-------- Original Message --------
Subject: Google and Data Retention - Policies and Possibilities
Date: Tue, 31 Jan 2006 09:08:22 -0800
From: Lauren Weinstein <lauren@xxxxxxxxxx>
To: dave@xxxxxxxxxx
CC: lauren@xxxxxxxxxx
Dave,
That Google can track user searches is hardly an "alert the media"
revelation. This status was effectively obvious since we know that
Google responds affirmatively to various law enforcement-related
data-retrieval orders (and quite possibly to others that we don't
know about, such as national security letters), that would be largely
useless without such data -- and Google has never claimed to operate
anonymously in this respect.
A more interesting question in terms of data retention is *how long*
various aspects of the data are retained.
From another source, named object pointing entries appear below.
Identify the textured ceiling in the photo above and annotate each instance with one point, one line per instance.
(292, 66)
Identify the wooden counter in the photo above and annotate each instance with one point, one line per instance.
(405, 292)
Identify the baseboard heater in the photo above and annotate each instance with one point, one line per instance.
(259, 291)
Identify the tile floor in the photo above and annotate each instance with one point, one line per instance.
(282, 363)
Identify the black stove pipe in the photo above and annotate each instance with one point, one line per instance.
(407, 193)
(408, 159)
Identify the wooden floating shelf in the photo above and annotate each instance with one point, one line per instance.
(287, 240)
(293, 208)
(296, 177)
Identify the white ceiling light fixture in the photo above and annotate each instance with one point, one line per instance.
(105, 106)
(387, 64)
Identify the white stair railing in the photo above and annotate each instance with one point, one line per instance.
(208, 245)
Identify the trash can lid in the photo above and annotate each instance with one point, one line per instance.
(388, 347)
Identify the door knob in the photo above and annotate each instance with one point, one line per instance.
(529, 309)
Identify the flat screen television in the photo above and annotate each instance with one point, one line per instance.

That is, does this fine
grain of data "expire" over time, or is retrospective data mining of
the detailed data possible back into the indefinite past?
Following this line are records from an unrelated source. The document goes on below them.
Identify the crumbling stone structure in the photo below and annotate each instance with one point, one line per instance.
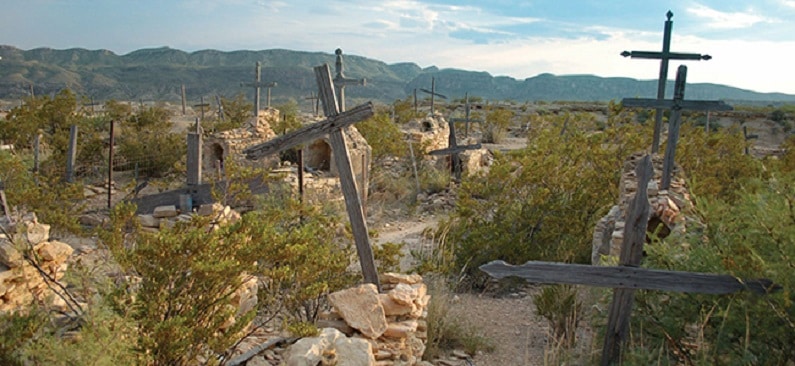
(368, 328)
(21, 283)
(667, 213)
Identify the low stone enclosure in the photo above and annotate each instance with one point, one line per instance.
(667, 213)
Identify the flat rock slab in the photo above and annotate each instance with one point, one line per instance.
(360, 308)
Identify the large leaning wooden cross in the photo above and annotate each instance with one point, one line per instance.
(332, 126)
(676, 105)
(628, 276)
(257, 84)
(340, 81)
(664, 56)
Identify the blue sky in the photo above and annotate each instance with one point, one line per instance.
(752, 42)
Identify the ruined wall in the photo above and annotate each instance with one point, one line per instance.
(20, 282)
(223, 147)
(667, 213)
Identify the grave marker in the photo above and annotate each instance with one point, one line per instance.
(676, 105)
(628, 276)
(257, 84)
(432, 92)
(340, 81)
(332, 126)
(467, 120)
(664, 56)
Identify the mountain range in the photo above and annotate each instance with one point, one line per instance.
(157, 74)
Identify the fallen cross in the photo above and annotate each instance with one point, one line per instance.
(332, 126)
This issue is rapidly moving into the spotlight, as Congress appears
poised to discuss laws that would *mandate* data retention rules
for search engines and perhaps other Internet services -- and we all
know that when Congress gets involved in technical matters, the
results
are often -- shall we say -- less "optimal" than if industry had
addressed these concerns themselves voluntarily.
Obviously there are certain enhanced Google services (mostly related
to logged-in users in the search and Gmail spaces, including but not
limited to users availing themselves of Google's search history
features) that require long-term detailed data to function.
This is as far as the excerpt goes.